Growing Problem Of Cannabis Farms

Cannabis cultivation is booming behind the closed doors of suburban Britain, a study published today has found. Police are raiding three indoor production sites a day and have closed down 1,500 cannabis farms in London alone since 2005, a threefold increase over the previous two years.

But their success in the capital means quiet residential streets elsewhere in the country now harbour foreign drugs gangs making hundreds of thousands of pounds a year.

Research by the charity DrugScope suggests that nearly two thirds of the cannabis sold in the UK is now grown here compared to just 10 per cent a decade ago.
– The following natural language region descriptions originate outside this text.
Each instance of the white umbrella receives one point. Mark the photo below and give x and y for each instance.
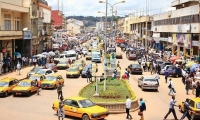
(40, 55)
(45, 53)
(51, 53)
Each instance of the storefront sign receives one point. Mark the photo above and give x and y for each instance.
(196, 43)
(156, 35)
(170, 39)
(182, 38)
(27, 35)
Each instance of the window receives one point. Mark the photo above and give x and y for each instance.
(191, 103)
(7, 24)
(17, 25)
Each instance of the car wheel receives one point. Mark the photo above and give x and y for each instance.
(192, 116)
(179, 107)
(54, 87)
(6, 93)
(29, 93)
(85, 117)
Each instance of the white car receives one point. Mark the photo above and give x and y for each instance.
(162, 72)
(85, 51)
(45, 72)
(148, 82)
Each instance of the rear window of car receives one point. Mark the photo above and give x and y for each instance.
(149, 80)
(198, 105)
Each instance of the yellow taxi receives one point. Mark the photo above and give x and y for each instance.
(194, 111)
(80, 62)
(82, 108)
(52, 81)
(25, 87)
(78, 65)
(88, 56)
(37, 76)
(73, 72)
(6, 86)
(63, 64)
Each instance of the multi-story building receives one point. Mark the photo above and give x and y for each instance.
(14, 17)
(179, 29)
(74, 26)
(40, 14)
(140, 29)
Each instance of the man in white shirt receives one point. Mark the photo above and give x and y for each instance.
(128, 106)
(157, 77)
(171, 87)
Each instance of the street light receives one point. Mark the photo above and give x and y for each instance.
(112, 6)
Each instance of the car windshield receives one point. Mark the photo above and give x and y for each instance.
(62, 62)
(72, 69)
(149, 80)
(34, 78)
(36, 69)
(50, 78)
(24, 84)
(41, 72)
(3, 84)
(198, 105)
(86, 103)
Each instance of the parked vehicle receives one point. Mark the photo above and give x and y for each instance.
(148, 82)
(135, 68)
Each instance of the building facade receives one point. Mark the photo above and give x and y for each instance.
(179, 29)
(14, 17)
(74, 26)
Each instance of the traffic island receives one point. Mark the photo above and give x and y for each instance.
(113, 98)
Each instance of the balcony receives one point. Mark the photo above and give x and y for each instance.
(10, 33)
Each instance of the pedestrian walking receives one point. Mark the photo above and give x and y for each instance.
(18, 68)
(171, 87)
(157, 77)
(128, 106)
(61, 112)
(187, 85)
(38, 86)
(166, 75)
(194, 85)
(171, 108)
(59, 90)
(142, 109)
(88, 75)
(186, 110)
(198, 90)
(1, 67)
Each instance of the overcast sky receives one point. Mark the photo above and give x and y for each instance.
(91, 7)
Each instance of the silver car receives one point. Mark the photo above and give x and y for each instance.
(148, 82)
(34, 70)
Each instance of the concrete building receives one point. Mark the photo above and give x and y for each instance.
(74, 26)
(140, 29)
(40, 14)
(179, 29)
(14, 16)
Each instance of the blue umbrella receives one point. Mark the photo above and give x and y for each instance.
(194, 66)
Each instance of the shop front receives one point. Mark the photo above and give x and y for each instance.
(183, 44)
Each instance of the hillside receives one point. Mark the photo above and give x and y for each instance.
(90, 20)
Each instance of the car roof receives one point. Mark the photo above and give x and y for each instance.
(148, 77)
(36, 75)
(7, 79)
(26, 80)
(76, 98)
(196, 99)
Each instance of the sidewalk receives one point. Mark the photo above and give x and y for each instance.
(14, 74)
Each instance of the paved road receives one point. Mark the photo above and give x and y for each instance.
(39, 107)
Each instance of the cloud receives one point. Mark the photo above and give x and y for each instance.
(91, 7)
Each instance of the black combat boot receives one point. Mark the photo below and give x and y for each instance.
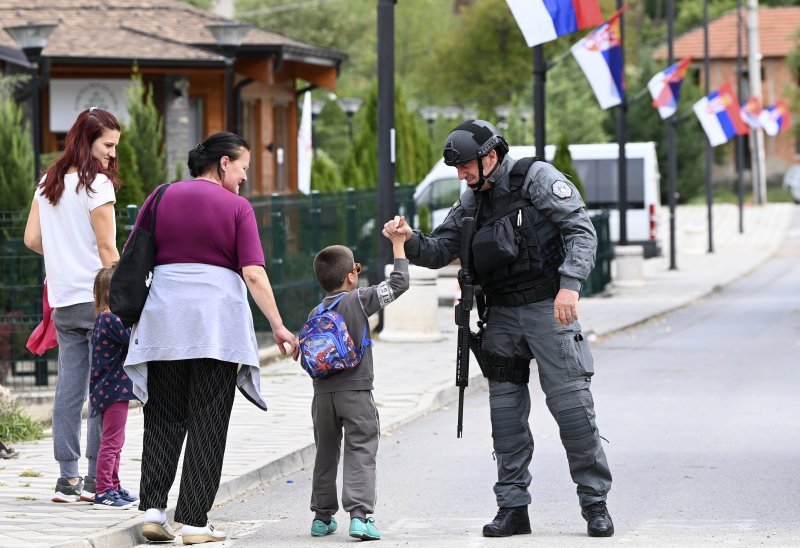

Police say that 80 per cent of farms have more than 50 plants, with an average of 400 plants recovered per raid. Most are using simple growing systems – overhead lights, fans and plant pots – with one in 10 farms using more expensive and technical hydroponic systems.

DrugScope’s analysis of nationwide police raids shows that up to three-quarters of the farms were run by Vietnamese criminal gangs, and they are no longer confined to Greater London. In the past year, Vietnamese-run farms have been found in south Wales, Birmingham, East Anglia, Yorkshire and the North-East.

But as the police chalk up successes against the gangs, and local supplies have dried up, there have been reports in recent months of cannabis being adulterated, apparently to increase its weight.

Equipment can cost up to £50,000 to buy and install, but the rewards are high. A single farm can produce up to £250,000 of the class C drug each year and London-based syndicates made an estimated £100 million last year.

The maximum penalty for cannabis cultivation and dealing is 14 years in jail but most growers believe it is less of a risk than class A substances such as heroin.